Because this class of drug has caused toxicity primarily in the immune and gastrointestinal systems before, the scientists laid out all side effects in detail. Five people had a skin rash, and three people saw their hair turn lighter. Seven people on the lower drug dose and three people on the higher dose, but also two people on placebo, reported diarrhea, nausea, and vomiting. Eight people on the lower dose, six on the higher dose, and two on placebo reported sleepiness, lethargy, and weakness.
These side effects are quite possibly related to the drug, Siemers said, and warrant close monitoring. He also said that they were mild, lasted for a week or two, and then disappeared on their own. He noted that when a drug is overtly toxic, typically the sponsor hears of this during the trial because the local investigators see something is amiss and report back informally. This did not happen in this case, Siemers said. One patient withdrew from the trial because of diarrhea. This at first rings alarm bells because prior γ-secretase inhibitors cause serious side effects in the gut of mice (Wong et al., 2004). But Peskind told scientists that this man, who was enrolled at her site, had been at a potluck with his wife the night before and the couple both got diarrhea. The man did not want to discontinue, but the study rules required that he do, Peskind said.

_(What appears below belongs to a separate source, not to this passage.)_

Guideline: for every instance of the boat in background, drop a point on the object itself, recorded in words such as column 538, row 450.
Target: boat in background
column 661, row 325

Chemistry lab data indicated a marked drop in uric acid, which led Peskind to quip that the drug might work for gout, if nothing else. It also caused a small but statistically significant reduction in CD 19 white blood cells. This was not accompanied by increased infection rates or other clinical signs in this study but needs close monitoring, Siemers said. Likewise, there was a slight elongation of the QT interval on electrocardiograms that requires monitoring, but no clinical cardiovascular events.
On efficacy, Siemers and Peskind reported a decrease of plasma Aβ 40 concentrations, 58 percent at the lower 100 mg dose and 65 percent at the higher 140 mg dose. “That is the most robust plasma effect of any drug in development that I have seen,” Siemers said. Dose ranging studies showed that plasma effects become detectable starting at 40 mg of inhibitor. CSF Aβ40 levels showed a smaller decrease. Plasma Aβ42 were low to begin with and dropped below the level of detectability in treated patients, Siemers said. Changes in CSF were not statistically significant. One open question is whether the drug might have a marked effect in the body but less so in the brain.

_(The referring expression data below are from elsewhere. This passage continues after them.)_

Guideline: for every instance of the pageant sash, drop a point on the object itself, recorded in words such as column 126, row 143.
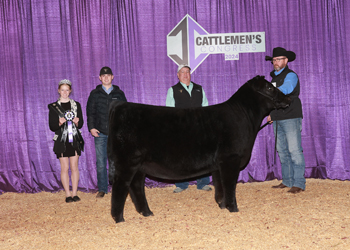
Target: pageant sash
column 69, row 116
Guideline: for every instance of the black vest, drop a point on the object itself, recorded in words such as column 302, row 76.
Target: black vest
column 295, row 109
column 183, row 98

In response to a question about what Aβ lowering means anyway when it is already low in AD, Siemers said that they cannot know for sure at this point. The working hypothesis is that CSF Aβ levels drop in advance of AD as amyloid deposits in the brain and less Aβ comes out of the brain. A further CSF reduction in response to a γ-secretase inhibitor would be due to a different biological reason, i.e., less Aβ production, but there is no data to show this in humans at this point.
The company has decided to launch a phase 3 trial, which is expected to start enrolling this fall and winter, quite possibly at some of the same sites that will also enroll patients into the phase 3 trial of Elan/Wyeth’s bapineuzumab (see ARF related news story). At least at some clinics, then, patients will have a choice of taking a pill once a day or getting an antibody infusion. Like Lilly, Elan/Wyeth made an unconventional decision in phase II. In their case, the sponsor decided to start a phase III even before the phase II trials were completed. This illustrate how pressing the need is, but also just how much of a race it is to get to the market first with a disease-modifying treatment and try to become the standard of care. —Gabrielle Strobel.